In her book, Alba Johnson invites us into her family’s Maghreb kitchen, where the cooking is a particular melding of Southern Italian and North African flavors. This isn’t red sauce Italian, but subtly perfumed home cooking that reflected her family’s life in Tunis and Naples.

She recalls small kitchens in sunny climes, where they often cooked outdoors. And the regular rituals of trips to the market with her grandfather, an expert shopper and cook, Sunday lunches of pasta with sauce that had cooked low and slow.
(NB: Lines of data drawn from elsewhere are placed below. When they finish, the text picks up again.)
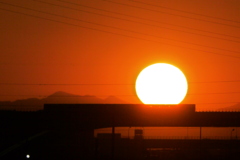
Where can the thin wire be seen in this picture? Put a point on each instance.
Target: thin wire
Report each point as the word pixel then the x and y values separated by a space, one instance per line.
pixel 171 14
pixel 116 33
pixel 120 28
pixel 128 15
pixel 140 22
pixel 45 84
pixel 81 96
pixel 198 14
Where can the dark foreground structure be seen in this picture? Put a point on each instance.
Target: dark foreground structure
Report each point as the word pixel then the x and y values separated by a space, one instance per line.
pixel 65 131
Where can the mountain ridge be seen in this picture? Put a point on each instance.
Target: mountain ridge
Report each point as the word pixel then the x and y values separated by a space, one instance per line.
pixel 59 97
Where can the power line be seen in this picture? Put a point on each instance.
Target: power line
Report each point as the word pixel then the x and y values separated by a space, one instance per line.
pixel 114 33
pixel 96 95
pixel 198 14
pixel 119 28
pixel 141 22
pixel 171 14
pixel 109 84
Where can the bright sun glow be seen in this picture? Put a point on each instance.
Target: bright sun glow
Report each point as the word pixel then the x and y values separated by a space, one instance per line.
pixel 161 83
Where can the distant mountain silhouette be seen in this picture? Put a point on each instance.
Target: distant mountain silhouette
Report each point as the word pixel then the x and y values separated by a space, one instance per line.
pixel 235 107
pixel 34 104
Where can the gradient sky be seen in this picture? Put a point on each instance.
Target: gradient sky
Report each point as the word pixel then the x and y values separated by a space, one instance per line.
pixel 109 42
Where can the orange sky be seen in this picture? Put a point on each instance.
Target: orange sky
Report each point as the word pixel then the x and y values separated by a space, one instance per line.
pixel 110 42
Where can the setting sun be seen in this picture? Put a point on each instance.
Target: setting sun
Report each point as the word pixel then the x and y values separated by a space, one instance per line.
pixel 161 83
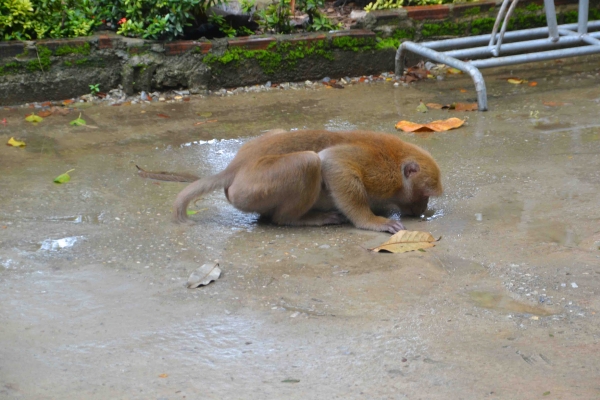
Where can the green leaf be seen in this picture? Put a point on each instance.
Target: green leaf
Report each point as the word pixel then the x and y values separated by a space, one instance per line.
pixel 34 118
pixel 63 178
pixel 78 121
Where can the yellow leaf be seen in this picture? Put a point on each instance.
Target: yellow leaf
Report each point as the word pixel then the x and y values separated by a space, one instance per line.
pixel 404 241
pixel 15 143
pixel 435 126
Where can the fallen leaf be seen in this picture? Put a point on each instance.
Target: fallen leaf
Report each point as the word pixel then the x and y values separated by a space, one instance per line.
pixel 465 106
pixel 63 178
pixel 553 103
pixel 434 106
pixel 15 143
pixel 435 126
pixel 516 81
pixel 204 275
pixel 78 122
pixel 405 241
pixel 33 118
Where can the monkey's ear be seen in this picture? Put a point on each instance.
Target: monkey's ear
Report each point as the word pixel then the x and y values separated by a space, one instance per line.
pixel 411 168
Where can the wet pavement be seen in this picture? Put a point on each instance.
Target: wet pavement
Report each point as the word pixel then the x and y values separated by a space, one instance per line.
pixel 93 302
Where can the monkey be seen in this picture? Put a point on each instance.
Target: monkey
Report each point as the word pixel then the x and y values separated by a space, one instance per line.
pixel 319 177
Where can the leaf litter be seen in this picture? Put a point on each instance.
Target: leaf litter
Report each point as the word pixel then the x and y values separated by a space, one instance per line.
pixel 204 275
pixel 434 126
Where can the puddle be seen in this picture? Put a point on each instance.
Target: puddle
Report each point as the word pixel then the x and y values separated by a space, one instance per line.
pixel 500 302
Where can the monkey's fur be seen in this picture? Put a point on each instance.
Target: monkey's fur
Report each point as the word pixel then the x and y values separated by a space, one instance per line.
pixel 318 177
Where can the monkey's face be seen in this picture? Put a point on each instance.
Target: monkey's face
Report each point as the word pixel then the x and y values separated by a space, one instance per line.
pixel 416 208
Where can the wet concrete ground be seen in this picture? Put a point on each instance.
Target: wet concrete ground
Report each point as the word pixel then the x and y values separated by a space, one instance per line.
pixel 505 306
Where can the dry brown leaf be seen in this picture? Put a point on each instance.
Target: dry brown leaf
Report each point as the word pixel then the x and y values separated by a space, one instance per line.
pixel 553 103
pixel 435 126
pixel 516 81
pixel 465 106
pixel 435 106
pixel 404 241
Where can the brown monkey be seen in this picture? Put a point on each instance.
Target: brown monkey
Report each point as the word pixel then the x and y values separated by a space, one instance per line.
pixel 318 177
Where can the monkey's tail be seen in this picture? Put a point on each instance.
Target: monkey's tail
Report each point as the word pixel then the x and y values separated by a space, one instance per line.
pixel 196 189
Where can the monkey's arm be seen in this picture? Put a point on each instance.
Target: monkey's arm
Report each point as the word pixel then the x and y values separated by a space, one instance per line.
pixel 342 173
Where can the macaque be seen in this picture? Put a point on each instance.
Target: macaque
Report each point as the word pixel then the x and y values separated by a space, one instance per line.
pixel 317 177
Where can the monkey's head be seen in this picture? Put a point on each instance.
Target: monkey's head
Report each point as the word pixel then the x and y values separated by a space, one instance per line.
pixel 421 181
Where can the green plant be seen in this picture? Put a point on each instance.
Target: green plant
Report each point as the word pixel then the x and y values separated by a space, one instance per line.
pixel 94 89
pixel 152 19
pixel 247 6
pixel 39 19
pixel 316 20
pixel 224 27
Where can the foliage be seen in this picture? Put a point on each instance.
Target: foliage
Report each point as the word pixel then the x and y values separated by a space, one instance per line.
pixel 316 20
pixel 224 27
pixel 39 19
pixel 94 89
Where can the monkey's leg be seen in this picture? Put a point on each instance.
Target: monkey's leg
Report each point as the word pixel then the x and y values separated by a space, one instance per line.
pixel 343 176
pixel 282 187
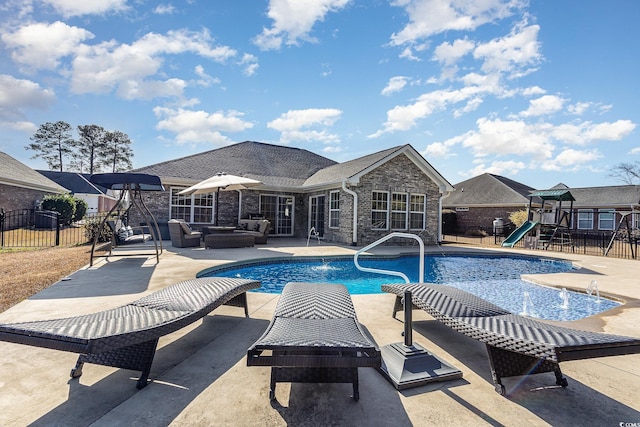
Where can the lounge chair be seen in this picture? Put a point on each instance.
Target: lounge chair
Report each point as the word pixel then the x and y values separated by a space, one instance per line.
pixel 314 337
pixel 516 345
pixel 182 236
pixel 126 337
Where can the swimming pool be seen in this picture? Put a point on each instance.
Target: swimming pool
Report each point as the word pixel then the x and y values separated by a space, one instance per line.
pixel 494 278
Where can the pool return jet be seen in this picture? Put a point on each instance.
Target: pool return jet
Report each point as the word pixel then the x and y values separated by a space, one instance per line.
pixel 407 364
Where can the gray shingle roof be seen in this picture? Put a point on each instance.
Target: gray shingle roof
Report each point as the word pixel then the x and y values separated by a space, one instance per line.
pixel 13 172
pixel 489 189
pixel 274 165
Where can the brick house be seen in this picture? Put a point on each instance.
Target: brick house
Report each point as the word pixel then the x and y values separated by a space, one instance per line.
pixel 480 200
pixel 354 202
pixel 22 187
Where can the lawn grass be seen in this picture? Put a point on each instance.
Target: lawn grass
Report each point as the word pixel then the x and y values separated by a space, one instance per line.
pixel 24 273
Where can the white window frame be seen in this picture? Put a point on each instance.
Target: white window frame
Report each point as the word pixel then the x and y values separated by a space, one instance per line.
pixel 589 214
pixel 385 211
pixel 606 212
pixel 422 212
pixel 334 209
pixel 402 199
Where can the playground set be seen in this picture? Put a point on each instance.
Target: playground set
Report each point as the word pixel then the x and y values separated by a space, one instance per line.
pixel 546 226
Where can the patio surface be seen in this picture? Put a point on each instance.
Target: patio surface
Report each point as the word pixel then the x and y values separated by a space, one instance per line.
pixel 200 375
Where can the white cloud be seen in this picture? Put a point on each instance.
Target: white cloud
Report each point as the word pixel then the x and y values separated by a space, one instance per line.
pixel 69 8
pixel 42 45
pixel 449 53
pixel 570 160
pixel 164 9
pixel 17 95
pixel 195 127
pixel 545 105
pixel 395 84
pixel 293 20
pixel 429 17
pixel 107 66
pixel 294 125
pixel 515 55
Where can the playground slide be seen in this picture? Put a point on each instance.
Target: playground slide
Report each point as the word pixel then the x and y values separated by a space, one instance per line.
pixel 519 233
These repeated experiences gave Johnson the skills to cook, as she writes, like a Mahgrebian—intuitively, creatively, and with whatever ingredients are at hand.

Across the Mediterranean, these ingredients blend into signature flavors and techniques—olives, oranges, hot sauce, and garlic—in sauces and pizzas as well as flaky bric pastries and kebabs.

Of course, there are recipes for pasta—with mint pesto, with raw tomato sauce, with fried zucchini, or with tomatoes and sautéed breadcrumbs. But there are also recipes for couscous with vegetables and spices, a Tunisian Carrot Salad spices with cumin and coriander, and for dessert, coconut covered dates.

This is home cooking, and you’ll find the dishes can fit seamlessly into your kitchen. On a busy weeknight, call on a dish like Chackchouka with Poached Eggs for a quick and satisfying dinner. A simmer of onion, garlic, peppers, and tomatoes, makes a flavorful bed for eggs poached right in the sauce—a fresh dinner of real food in just about 15 minutes.

Save the weekends for more involved dishes like a slow simmered Beef in Wine and Spices or a baked Ziti al Forno, but remember, half the flavor comes from the family and friends who share the meal.